Focus on Sound has a number of strategies in place to secure data, with strict limits on the number of people who have access. Only the school administrators have access to the full data, i.e. the list of students the administrator has assigned to Focus on Sound. Class teachers only have access to data for individual classes to which they have been assigned. The manager of Focus on Sound is the only Focus on Sound employee to have access to the data. All data is protected by secret usernames and passwords. Passwords are hidden and encrypted.

In the extremely unlikely event of data being stolen, the impact will be limited to student names, usernames and classes. No student email addresses, phone numbers, gender information, age, date of birth or address are stored.

The only other data stored consists of the teacher's names, school email addresses and school address.

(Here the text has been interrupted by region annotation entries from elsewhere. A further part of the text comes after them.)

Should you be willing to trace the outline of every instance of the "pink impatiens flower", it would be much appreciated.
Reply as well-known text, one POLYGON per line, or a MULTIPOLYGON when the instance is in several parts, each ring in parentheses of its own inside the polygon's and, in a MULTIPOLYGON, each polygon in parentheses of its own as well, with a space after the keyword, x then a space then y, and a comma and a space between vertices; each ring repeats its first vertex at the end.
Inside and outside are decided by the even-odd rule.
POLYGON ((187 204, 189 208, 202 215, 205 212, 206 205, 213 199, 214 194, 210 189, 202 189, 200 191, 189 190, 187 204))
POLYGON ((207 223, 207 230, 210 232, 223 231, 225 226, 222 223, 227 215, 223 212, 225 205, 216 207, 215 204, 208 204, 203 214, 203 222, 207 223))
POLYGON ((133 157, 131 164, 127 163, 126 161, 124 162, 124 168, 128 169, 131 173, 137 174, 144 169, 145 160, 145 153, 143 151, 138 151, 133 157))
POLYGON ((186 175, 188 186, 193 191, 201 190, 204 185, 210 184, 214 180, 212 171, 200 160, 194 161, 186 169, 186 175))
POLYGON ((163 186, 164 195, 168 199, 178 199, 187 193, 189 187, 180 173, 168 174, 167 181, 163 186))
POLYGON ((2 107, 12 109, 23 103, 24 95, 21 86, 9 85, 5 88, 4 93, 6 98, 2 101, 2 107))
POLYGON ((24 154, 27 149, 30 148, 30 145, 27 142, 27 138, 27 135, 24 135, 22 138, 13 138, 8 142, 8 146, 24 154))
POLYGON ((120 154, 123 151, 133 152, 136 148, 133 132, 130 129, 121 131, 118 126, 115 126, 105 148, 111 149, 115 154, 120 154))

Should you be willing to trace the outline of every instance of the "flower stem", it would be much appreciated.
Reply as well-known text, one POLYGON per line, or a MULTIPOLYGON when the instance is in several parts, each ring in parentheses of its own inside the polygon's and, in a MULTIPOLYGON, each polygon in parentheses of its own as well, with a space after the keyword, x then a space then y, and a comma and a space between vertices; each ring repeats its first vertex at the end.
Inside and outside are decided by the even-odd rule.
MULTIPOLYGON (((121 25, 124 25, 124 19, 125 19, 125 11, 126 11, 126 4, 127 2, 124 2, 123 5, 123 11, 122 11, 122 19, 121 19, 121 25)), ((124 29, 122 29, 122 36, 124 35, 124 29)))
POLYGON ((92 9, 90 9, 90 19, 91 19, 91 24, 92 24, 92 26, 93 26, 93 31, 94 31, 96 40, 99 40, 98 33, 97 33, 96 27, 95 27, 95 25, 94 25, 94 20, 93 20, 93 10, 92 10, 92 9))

Data breach - All administration systems

If we become aware of a data breach we will immediately inform the school(s) affected

GDPR training - All administration systems

The managing director of Focus on Sound, Simon Foxall is the Data Protection Officer for Focus on Sound in the UK. He has been trained in GDPR and has attended the relevant course. The contact information is info@focusonsound.com

Data Subject Rights - All administration systems

Data subjects have the following rights regarding the use of their data in Focus on Sound

  • The right to be informed - all users have the right to be informed about how their data is used
  • The right of access - users have the right to access the data held about them
  • The right to rectification - users have the right to insist on the correction of any personal information held about them, such as name and school class.
  • The right to erasure - users have the right to have their details deleted.
  • The right to restrict or object to processing - users have the right to restrict or object to the processing of the data

Purposes of data collection - All administration systems

Data is held for two reasons:

  1. To enable teachers, administrators and students to access the software. All require username and password for access
  2. To store test marks so that students and teachers can see results

Legal Basis - All administration systems

The school administrators have to tick a box accepting the data protection procedures and their responsibility for data protection within the school. This has to be done before the administrator first uses the software.